La reacción, lo confieso, me sorprendió. Esta clase de 50 alumnos me llamó la atención por lo marcadamente lento del entendimiento. Luego me sorprendió un poco más la risa que llenó la clase. Esta risa era signo, nuevamente, de que algo se había entendido. Pero sería algo totalmente distinto escribir lo que mis oyentes captaron. Usando una antigua línea, “para eso no fue hecho”. Esa no es la razón por la que este extraordinario fluido había sido traído a la existencia.
Lo que sigue es una escena en la St. Louis University a principios de los ‘90s con Elizabeth Anscombe, la venerable filósofa inglesa (y seria católica).
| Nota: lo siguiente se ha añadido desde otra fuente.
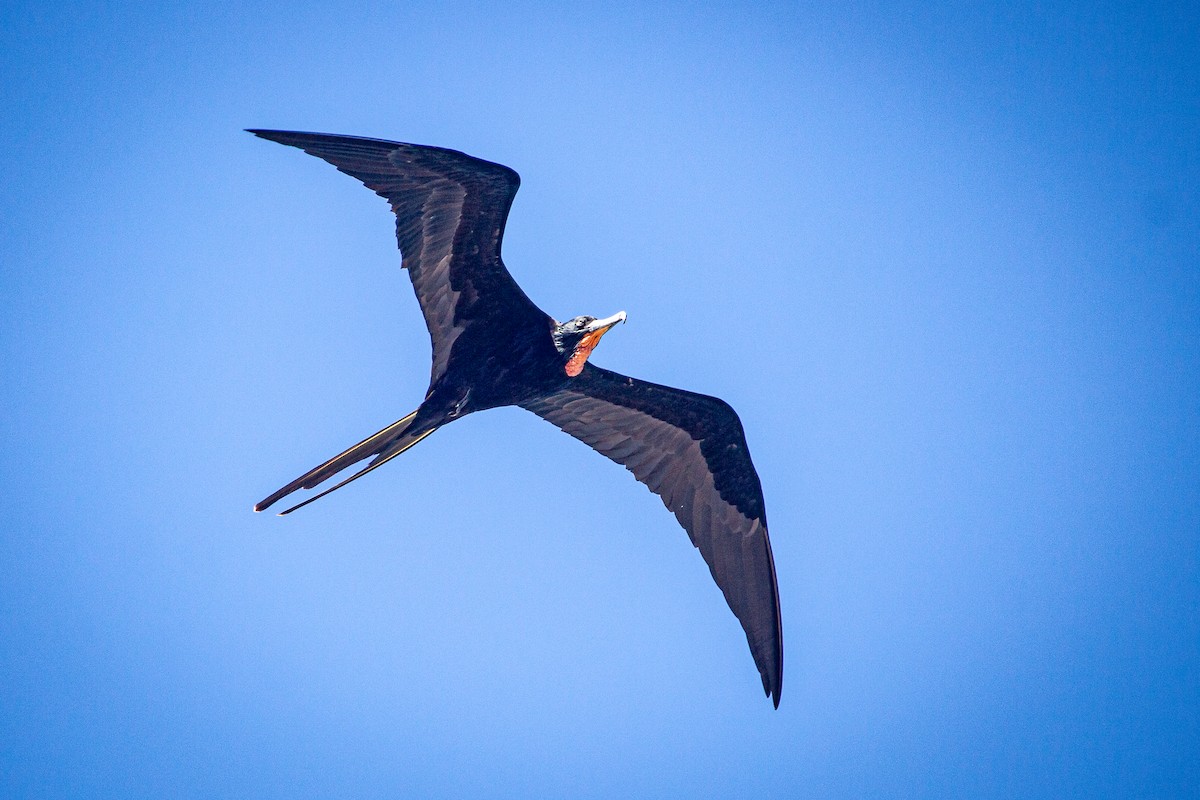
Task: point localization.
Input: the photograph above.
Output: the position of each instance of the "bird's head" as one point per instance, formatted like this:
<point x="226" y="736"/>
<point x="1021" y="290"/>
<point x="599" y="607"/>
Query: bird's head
<point x="577" y="337"/>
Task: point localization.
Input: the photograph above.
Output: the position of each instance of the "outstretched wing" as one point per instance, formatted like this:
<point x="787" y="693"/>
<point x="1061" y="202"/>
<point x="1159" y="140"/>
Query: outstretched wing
<point x="690" y="450"/>
<point x="450" y="212"/>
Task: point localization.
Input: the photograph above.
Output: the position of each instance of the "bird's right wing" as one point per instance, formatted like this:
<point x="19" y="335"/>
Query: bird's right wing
<point x="450" y="212"/>
<point x="690" y="450"/>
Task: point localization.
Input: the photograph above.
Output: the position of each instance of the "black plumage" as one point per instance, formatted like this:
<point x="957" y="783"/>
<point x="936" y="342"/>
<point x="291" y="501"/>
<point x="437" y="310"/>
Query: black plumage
<point x="493" y="347"/>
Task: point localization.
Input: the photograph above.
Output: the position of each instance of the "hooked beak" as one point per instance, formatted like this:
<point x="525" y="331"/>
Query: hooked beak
<point x="591" y="338"/>
<point x="600" y="326"/>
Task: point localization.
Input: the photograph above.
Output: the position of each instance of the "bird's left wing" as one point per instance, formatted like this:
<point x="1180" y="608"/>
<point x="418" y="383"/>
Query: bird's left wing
<point x="450" y="214"/>
<point x="690" y="450"/>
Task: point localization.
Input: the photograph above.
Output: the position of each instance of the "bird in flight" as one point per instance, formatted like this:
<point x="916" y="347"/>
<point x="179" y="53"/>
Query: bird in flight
<point x="493" y="347"/>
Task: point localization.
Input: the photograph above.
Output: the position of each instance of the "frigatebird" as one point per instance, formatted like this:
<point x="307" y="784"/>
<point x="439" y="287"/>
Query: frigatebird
<point x="493" y="347"/>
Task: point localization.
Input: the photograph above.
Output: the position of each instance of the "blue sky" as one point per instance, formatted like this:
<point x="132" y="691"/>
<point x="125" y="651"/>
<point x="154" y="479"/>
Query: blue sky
<point x="941" y="258"/>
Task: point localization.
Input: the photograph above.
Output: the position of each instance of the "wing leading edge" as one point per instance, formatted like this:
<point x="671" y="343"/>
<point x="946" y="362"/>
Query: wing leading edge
<point x="690" y="450"/>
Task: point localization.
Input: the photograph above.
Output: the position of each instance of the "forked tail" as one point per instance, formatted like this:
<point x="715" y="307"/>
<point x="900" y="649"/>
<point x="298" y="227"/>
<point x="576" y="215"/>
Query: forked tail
<point x="384" y="445"/>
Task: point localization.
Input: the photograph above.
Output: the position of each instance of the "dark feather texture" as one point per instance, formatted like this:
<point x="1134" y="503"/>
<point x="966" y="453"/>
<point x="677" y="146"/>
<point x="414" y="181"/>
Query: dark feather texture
<point x="493" y="347"/>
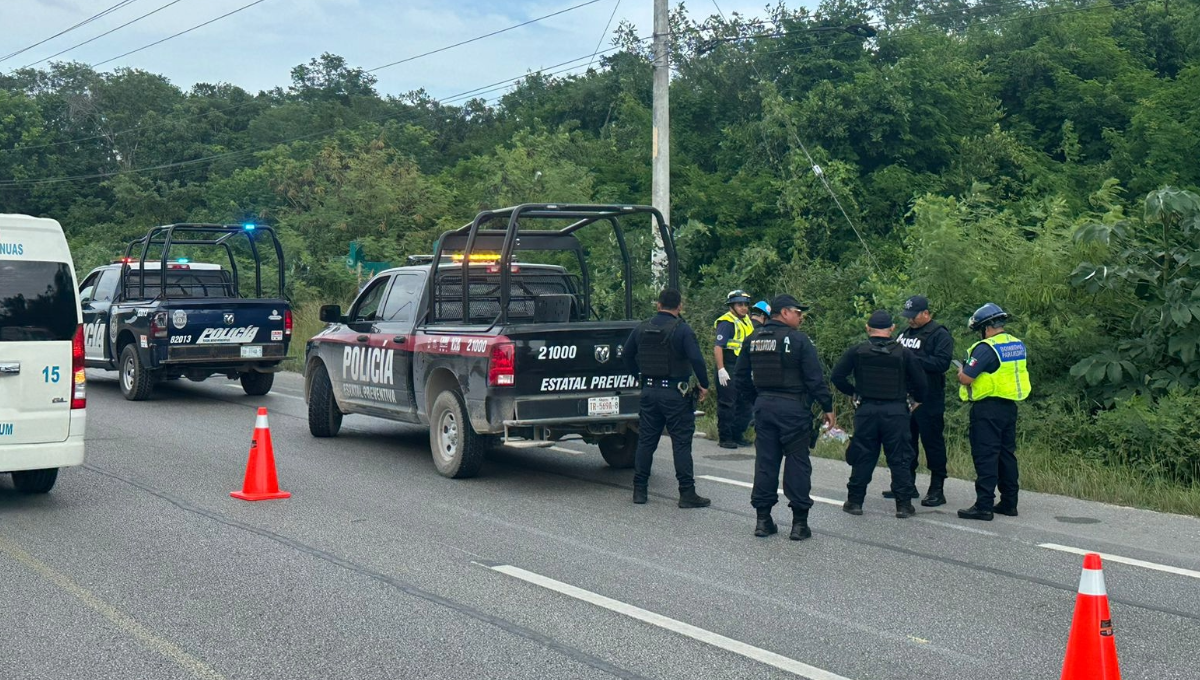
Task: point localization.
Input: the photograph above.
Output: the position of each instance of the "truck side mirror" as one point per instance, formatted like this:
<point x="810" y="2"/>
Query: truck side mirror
<point x="330" y="313"/>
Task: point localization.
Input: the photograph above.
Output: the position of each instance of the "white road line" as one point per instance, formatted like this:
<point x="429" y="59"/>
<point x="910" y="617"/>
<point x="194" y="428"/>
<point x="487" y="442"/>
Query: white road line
<point x="1155" y="566"/>
<point x="688" y="630"/>
<point x="749" y="486"/>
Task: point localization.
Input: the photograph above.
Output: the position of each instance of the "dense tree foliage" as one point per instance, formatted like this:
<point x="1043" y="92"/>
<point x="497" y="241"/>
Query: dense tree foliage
<point x="1039" y="155"/>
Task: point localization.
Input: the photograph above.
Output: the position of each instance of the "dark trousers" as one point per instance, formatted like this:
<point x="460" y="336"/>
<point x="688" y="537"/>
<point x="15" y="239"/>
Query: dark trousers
<point x="781" y="437"/>
<point x="928" y="425"/>
<point x="665" y="408"/>
<point x="881" y="423"/>
<point x="732" y="413"/>
<point x="994" y="449"/>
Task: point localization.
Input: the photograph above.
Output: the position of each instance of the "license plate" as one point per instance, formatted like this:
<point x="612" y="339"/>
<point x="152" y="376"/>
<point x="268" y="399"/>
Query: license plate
<point x="604" y="405"/>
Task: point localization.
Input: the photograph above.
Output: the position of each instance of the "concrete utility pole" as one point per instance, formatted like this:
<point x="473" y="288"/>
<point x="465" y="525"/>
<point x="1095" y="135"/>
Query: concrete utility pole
<point x="661" y="143"/>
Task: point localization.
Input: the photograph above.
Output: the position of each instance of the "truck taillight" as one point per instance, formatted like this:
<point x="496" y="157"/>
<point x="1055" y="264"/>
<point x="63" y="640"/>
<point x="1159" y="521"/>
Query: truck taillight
<point x="78" y="378"/>
<point x="159" y="325"/>
<point x="502" y="369"/>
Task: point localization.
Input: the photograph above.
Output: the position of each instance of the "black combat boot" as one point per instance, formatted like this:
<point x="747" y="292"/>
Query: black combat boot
<point x="689" y="498"/>
<point x="639" y="494"/>
<point x="799" y="525"/>
<point x="766" y="525"/>
<point x="935" y="497"/>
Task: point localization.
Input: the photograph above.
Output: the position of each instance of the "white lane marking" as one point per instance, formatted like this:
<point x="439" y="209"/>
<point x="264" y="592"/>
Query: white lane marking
<point x="749" y="486"/>
<point x="1155" y="566"/>
<point x="688" y="630"/>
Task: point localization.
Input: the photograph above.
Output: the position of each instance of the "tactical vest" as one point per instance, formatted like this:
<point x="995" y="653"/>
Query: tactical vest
<point x="1009" y="381"/>
<point x="655" y="355"/>
<point x="879" y="371"/>
<point x="742" y="328"/>
<point x="769" y="367"/>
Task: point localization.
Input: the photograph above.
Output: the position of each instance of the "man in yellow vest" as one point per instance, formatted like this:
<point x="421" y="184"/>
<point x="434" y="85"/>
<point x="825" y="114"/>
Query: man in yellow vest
<point x="994" y="379"/>
<point x="731" y="329"/>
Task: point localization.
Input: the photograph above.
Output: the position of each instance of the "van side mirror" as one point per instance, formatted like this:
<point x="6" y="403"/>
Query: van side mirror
<point x="331" y="313"/>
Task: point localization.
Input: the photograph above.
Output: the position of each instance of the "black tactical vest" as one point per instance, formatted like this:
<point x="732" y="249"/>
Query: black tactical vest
<point x="772" y="366"/>
<point x="879" y="371"/>
<point x="655" y="355"/>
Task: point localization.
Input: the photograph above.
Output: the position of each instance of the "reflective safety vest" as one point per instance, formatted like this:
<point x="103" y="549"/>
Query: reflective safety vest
<point x="1009" y="381"/>
<point x="742" y="328"/>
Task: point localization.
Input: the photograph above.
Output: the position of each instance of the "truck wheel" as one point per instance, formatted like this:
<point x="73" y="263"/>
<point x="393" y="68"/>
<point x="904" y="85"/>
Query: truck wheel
<point x="35" y="481"/>
<point x="136" y="380"/>
<point x="618" y="450"/>
<point x="457" y="451"/>
<point x="324" y="417"/>
<point x="257" y="384"/>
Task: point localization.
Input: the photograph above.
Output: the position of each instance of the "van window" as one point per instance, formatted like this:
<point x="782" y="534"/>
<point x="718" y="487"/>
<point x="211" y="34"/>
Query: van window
<point x="36" y="301"/>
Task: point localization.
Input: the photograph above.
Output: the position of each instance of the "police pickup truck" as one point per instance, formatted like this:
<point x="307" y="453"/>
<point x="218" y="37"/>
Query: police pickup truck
<point x="172" y="318"/>
<point x="486" y="349"/>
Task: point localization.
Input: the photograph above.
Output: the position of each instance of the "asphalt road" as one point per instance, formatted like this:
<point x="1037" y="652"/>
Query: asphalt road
<point x="139" y="565"/>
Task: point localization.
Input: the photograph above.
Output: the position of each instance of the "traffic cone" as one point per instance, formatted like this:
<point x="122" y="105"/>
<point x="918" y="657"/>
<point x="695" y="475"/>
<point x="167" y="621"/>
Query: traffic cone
<point x="1091" y="648"/>
<point x="261" y="482"/>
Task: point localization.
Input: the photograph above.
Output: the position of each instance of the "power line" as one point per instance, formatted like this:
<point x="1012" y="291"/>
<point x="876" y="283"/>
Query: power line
<point x="247" y="6"/>
<point x="64" y="31"/>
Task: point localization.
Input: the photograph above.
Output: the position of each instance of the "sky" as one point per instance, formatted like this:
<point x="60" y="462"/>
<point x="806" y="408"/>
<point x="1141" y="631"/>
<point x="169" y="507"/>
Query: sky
<point x="257" y="48"/>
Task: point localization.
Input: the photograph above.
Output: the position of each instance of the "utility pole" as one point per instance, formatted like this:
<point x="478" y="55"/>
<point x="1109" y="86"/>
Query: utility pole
<point x="660" y="181"/>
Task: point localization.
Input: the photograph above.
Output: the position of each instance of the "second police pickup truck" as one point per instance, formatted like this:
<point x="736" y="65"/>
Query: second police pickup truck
<point x="168" y="318"/>
<point x="514" y="356"/>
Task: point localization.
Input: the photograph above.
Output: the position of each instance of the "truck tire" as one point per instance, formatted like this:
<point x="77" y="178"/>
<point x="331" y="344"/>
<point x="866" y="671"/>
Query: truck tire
<point x="324" y="417"/>
<point x="35" y="481"/>
<point x="618" y="450"/>
<point x="457" y="450"/>
<point x="257" y="384"/>
<point x="136" y="380"/>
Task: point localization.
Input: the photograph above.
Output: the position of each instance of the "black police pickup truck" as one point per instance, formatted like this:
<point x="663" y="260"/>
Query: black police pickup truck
<point x="168" y="318"/>
<point x="487" y="349"/>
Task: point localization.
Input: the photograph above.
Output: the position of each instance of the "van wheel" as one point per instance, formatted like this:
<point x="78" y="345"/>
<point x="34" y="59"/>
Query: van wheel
<point x="136" y="380"/>
<point x="324" y="417"/>
<point x="35" y="481"/>
<point x="457" y="451"/>
<point x="257" y="384"/>
<point x="618" y="450"/>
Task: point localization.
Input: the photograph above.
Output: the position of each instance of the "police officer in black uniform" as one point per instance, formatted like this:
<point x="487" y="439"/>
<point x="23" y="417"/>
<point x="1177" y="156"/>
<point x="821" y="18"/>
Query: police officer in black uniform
<point x="885" y="375"/>
<point x="665" y="351"/>
<point x="779" y="368"/>
<point x="933" y="347"/>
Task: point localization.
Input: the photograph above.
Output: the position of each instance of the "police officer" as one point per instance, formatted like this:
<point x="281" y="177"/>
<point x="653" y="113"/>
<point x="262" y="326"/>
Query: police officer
<point x="760" y="313"/>
<point x="664" y="349"/>
<point x="885" y="375"/>
<point x="933" y="347"/>
<point x="781" y="372"/>
<point x="731" y="328"/>
<point x="994" y="379"/>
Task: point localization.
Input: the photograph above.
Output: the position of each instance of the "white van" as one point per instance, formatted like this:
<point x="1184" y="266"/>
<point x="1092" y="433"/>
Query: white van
<point x="42" y="383"/>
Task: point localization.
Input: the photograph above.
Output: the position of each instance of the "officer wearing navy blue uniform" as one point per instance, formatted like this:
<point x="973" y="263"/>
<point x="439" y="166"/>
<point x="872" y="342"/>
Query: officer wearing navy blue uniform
<point x="780" y="369"/>
<point x="664" y="349"/>
<point x="885" y="374"/>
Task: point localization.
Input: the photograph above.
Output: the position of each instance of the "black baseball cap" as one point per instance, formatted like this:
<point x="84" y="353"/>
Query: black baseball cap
<point x="781" y="301"/>
<point x="913" y="306"/>
<point x="880" y="320"/>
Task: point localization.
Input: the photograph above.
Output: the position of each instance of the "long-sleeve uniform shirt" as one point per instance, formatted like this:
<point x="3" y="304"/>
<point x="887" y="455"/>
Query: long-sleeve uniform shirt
<point x="804" y="355"/>
<point x="683" y="342"/>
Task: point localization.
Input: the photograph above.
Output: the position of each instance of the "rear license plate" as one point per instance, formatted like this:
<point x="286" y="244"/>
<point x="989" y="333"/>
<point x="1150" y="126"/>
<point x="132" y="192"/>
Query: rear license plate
<point x="604" y="405"/>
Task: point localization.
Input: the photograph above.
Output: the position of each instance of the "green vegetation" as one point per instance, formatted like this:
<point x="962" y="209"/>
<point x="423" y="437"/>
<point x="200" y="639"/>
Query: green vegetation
<point x="1041" y="156"/>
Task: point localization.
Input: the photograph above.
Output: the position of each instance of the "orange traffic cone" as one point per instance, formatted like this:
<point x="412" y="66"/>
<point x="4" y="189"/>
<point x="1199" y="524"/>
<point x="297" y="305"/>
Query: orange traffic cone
<point x="261" y="482"/>
<point x="1091" y="648"/>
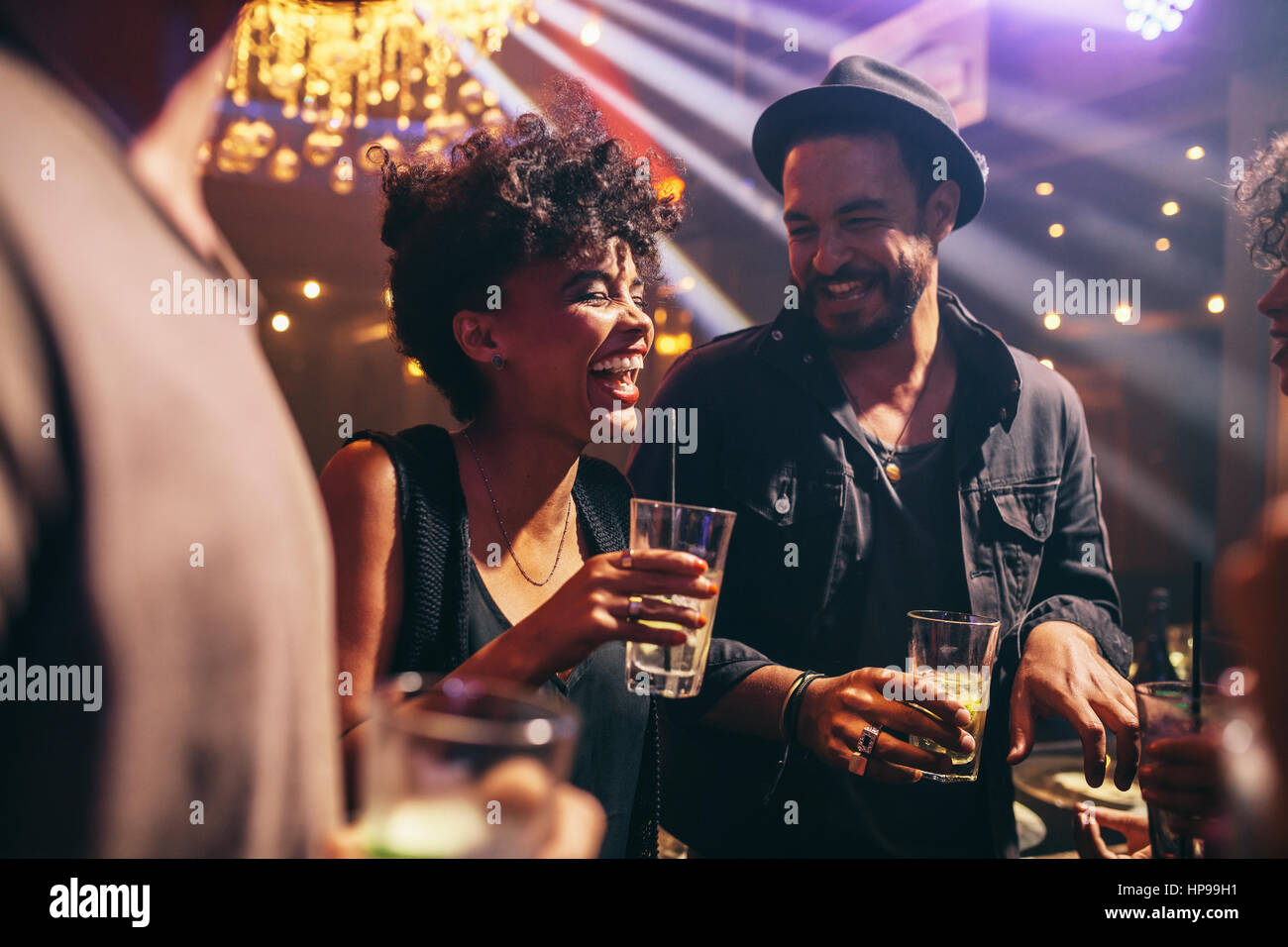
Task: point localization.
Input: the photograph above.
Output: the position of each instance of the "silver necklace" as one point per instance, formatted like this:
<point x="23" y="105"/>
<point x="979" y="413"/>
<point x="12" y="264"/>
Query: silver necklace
<point x="501" y="522"/>
<point x="892" y="468"/>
Ella imaginó ese “fluido” extraordinario en su mano y con la otra hizo como si lo revolviera. De algún modo, dijo, este fluido se convirtió en ser humano con todas sus potencias. ¿Cómo lo hizo? Miró arriba y dijo “es un milagro”.
Spinoza se preguntó alguna vez por qué la gente entendía los milagros –hechos que suceden al margen de las leyes de la naturaleza– como signo de la presencia de Dios, en vez de ver la mano de Dios en esas extraordinarias leyes por medio de las cuales la naturaleza ha sido ordenada.
Isaías profetizó que Dios nos daría este signo: “la virgen concebirá y dará a luz un hijo”. Y sin embargo la gente todavía podría verlo como una historia que demuestra credulidad. ¿Por qué ese milagro en particular es parte del Dios que originó el milagro mismo de la vida? Lo realmente sorprendente es que, con ese nacimiento, Dios irrumpió en el mundo, para compartir la naturaleza humana, y desde ese punto de vista, se desarrolla una nueva historia. Esa historia que todavía nos puede alegrar el camino mientras empacamos y nos vamos a casa.